Improve Long-term Memory Learning Through Rescaling the Error Temporally
This addresses a fundamental issue in sequence modeling for tasks requiring long-term dependencies, though it appears incremental as it modifies existing error metrics rather than introducing a new paradigm.
The paper tackles the bias towards short-term memory in sequence modeling by analyzing error metrics like mean absolute/squared error, proposing a temporally rescaled error to reduce this bias and alleviate vanishing gradients, with numerical experiments validating improved long-term memory learning.

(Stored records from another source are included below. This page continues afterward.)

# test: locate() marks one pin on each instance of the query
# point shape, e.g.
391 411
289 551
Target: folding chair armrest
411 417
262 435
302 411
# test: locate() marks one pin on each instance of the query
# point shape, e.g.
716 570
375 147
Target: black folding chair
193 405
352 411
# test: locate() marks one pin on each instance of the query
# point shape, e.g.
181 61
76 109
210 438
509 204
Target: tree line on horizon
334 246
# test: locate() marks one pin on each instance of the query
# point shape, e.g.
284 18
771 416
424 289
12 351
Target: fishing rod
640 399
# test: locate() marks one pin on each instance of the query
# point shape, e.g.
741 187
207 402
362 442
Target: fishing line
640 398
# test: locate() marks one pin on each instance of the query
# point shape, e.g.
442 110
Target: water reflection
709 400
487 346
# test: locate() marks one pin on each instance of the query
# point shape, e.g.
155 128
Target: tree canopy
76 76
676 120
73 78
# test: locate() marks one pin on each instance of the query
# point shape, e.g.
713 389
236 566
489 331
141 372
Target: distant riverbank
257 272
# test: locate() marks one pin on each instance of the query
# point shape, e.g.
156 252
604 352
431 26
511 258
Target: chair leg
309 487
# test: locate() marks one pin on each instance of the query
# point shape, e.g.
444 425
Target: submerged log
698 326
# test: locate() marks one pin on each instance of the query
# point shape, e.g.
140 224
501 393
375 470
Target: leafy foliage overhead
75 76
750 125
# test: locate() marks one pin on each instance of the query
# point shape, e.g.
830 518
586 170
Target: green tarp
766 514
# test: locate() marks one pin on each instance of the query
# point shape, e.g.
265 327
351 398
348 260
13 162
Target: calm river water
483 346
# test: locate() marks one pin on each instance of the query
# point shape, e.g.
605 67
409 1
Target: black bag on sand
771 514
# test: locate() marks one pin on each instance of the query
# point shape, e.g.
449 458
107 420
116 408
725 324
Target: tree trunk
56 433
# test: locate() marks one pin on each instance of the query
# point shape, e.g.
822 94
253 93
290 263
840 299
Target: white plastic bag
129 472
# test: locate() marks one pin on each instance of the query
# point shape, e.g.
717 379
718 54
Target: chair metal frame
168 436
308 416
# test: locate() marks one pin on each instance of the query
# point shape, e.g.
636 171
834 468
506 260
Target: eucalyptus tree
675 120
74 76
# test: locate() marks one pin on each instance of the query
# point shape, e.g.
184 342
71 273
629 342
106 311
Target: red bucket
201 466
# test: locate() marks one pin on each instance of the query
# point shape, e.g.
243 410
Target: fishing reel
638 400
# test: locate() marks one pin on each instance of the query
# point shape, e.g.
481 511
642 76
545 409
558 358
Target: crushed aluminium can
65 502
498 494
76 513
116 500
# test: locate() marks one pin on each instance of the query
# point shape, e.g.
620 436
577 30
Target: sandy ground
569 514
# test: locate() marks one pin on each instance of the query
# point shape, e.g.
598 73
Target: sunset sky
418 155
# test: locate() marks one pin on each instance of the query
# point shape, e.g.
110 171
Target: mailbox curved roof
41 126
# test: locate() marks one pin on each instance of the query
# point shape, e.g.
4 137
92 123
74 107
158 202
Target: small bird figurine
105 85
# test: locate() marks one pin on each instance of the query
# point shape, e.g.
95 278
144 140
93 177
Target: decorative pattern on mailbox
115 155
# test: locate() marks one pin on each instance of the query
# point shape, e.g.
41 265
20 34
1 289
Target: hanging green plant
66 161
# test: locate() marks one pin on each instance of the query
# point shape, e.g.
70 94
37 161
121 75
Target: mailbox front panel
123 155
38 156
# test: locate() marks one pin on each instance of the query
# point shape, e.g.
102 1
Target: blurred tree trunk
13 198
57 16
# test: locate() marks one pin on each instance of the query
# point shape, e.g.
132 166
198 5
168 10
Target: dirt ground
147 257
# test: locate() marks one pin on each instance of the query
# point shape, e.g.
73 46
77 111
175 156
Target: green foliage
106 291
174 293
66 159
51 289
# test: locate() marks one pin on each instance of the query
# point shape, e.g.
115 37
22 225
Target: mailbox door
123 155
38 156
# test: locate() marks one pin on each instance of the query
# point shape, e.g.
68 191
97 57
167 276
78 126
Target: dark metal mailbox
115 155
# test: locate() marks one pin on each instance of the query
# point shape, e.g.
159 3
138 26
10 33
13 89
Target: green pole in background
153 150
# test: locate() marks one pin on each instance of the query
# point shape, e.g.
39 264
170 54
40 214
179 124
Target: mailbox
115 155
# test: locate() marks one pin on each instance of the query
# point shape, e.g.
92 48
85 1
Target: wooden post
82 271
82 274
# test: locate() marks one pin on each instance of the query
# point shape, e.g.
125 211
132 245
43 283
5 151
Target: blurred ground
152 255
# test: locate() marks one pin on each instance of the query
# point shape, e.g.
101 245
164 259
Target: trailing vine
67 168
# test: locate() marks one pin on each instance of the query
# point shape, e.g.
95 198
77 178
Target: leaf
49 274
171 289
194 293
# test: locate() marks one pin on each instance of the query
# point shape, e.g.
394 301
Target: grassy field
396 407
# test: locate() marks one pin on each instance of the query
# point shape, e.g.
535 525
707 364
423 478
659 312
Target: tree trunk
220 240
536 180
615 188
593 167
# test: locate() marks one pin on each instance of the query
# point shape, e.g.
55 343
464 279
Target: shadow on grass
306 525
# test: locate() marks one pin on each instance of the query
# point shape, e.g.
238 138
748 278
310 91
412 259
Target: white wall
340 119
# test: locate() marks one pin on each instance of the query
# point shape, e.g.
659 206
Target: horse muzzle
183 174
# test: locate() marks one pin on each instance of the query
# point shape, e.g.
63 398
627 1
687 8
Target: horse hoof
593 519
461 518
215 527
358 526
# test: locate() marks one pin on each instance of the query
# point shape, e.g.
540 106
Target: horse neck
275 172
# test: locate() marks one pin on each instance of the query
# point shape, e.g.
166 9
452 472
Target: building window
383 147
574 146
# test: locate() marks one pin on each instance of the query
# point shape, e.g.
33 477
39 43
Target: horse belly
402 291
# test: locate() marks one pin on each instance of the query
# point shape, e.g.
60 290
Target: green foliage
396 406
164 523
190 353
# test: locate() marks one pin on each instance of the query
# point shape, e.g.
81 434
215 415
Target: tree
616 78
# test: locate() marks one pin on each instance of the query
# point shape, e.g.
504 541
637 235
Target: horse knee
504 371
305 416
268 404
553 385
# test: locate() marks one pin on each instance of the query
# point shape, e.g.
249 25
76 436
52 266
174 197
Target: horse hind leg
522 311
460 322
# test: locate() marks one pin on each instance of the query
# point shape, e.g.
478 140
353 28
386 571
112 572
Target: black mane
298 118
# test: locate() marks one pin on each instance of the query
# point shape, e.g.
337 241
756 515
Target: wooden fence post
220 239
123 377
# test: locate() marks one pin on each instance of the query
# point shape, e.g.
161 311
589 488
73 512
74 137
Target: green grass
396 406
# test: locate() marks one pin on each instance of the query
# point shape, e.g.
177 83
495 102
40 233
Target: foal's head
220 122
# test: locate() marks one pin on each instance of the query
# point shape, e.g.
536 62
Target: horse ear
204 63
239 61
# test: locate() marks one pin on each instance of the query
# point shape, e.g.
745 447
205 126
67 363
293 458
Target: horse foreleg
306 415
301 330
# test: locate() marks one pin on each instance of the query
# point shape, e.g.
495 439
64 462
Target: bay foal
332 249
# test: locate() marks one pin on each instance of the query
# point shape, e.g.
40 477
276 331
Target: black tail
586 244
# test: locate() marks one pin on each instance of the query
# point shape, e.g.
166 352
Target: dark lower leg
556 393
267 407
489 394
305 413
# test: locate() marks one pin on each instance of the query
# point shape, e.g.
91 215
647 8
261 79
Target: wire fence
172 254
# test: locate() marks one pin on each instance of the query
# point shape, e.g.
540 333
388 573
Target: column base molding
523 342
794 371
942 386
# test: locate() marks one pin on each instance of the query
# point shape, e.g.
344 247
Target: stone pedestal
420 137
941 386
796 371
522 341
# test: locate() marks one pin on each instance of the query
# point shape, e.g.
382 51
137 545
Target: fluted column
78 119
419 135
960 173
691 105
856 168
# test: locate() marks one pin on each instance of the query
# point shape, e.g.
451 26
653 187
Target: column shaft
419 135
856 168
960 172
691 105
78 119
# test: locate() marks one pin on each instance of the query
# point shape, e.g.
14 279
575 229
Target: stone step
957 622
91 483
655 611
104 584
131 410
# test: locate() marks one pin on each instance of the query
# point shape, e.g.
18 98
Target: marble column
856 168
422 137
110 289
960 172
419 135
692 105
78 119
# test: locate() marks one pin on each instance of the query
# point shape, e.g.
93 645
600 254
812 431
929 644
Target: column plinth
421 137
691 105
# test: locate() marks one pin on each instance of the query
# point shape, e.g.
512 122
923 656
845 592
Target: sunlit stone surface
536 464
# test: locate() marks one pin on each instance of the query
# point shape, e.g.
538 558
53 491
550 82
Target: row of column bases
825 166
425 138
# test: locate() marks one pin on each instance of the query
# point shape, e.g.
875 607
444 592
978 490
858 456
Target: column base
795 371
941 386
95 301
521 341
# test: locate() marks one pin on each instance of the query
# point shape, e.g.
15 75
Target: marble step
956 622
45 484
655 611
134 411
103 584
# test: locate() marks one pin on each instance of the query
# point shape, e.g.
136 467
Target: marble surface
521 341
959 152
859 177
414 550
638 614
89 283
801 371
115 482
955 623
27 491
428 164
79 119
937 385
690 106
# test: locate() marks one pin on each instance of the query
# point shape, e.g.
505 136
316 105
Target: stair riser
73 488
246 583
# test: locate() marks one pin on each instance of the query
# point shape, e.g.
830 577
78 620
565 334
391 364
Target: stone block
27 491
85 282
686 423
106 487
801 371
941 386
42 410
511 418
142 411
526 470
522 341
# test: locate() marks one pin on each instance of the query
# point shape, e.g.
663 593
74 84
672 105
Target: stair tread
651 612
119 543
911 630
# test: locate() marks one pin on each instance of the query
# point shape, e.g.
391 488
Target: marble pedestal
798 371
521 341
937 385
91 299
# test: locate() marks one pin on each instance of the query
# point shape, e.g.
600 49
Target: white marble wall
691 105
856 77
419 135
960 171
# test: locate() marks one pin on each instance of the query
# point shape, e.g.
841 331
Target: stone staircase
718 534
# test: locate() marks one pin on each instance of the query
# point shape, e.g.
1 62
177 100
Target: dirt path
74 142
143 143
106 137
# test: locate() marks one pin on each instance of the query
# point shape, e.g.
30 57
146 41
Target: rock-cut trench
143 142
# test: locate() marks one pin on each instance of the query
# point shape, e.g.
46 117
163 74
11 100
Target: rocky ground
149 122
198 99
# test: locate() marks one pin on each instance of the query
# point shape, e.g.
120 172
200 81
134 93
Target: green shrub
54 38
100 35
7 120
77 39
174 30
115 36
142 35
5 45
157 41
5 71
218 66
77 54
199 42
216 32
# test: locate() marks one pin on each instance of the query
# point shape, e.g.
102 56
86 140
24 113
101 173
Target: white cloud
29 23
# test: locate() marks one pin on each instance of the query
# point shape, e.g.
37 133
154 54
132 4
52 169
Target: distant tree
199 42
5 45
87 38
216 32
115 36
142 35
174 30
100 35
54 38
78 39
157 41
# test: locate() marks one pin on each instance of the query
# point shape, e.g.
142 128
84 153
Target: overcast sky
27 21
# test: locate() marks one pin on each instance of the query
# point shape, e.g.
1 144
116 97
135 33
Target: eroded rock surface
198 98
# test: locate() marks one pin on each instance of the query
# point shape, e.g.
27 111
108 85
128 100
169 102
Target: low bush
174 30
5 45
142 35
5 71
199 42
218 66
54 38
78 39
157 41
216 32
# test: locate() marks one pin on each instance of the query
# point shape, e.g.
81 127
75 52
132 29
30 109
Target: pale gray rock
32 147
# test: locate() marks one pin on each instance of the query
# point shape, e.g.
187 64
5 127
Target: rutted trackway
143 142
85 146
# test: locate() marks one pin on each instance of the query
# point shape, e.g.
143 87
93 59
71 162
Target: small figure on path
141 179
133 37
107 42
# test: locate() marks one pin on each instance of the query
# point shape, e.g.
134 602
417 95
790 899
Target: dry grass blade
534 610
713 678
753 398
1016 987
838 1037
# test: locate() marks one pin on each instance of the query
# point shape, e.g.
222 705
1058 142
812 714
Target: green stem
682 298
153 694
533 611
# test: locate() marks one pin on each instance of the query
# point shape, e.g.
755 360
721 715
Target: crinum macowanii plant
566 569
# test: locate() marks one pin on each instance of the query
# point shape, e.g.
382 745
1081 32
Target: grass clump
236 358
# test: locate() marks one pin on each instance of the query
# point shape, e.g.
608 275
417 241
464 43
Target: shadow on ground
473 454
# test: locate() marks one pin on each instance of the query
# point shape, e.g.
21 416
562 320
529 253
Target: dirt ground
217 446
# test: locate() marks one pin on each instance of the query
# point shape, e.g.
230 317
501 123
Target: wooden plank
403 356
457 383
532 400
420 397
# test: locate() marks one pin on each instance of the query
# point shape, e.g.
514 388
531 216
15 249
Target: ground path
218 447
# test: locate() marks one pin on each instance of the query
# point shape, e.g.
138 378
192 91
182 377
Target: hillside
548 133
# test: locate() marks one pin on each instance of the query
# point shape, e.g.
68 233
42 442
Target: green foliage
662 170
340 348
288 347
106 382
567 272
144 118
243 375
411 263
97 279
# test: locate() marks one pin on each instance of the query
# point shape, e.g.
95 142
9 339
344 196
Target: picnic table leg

This paper studies the error metric selection for long-term memory learning in sequence modelling. We examine the bias towards short-term memory in commonly used errors, including mean absolute/squared error. Our findings show that all temporally positive-weighted errors are biased towards short-term memory in learning linear functionals. To reduce this bias and improve long-term memory learning, we propose the use of a temporally rescaled error. In addition to reducing the bias towards short-term memory, this approach can also alleviate the vanishing gradient issue. We conduct numerical experiments on different long-memory tasks and sequence models to validate our claims. Numerical results confirm the importance of appropriate temporally rescaled error for effective long-term memory learning. To the best of our knowledge, this is the first work that quantitatively analyzes different errors' memory bias towards short-term memory in sequence modelling.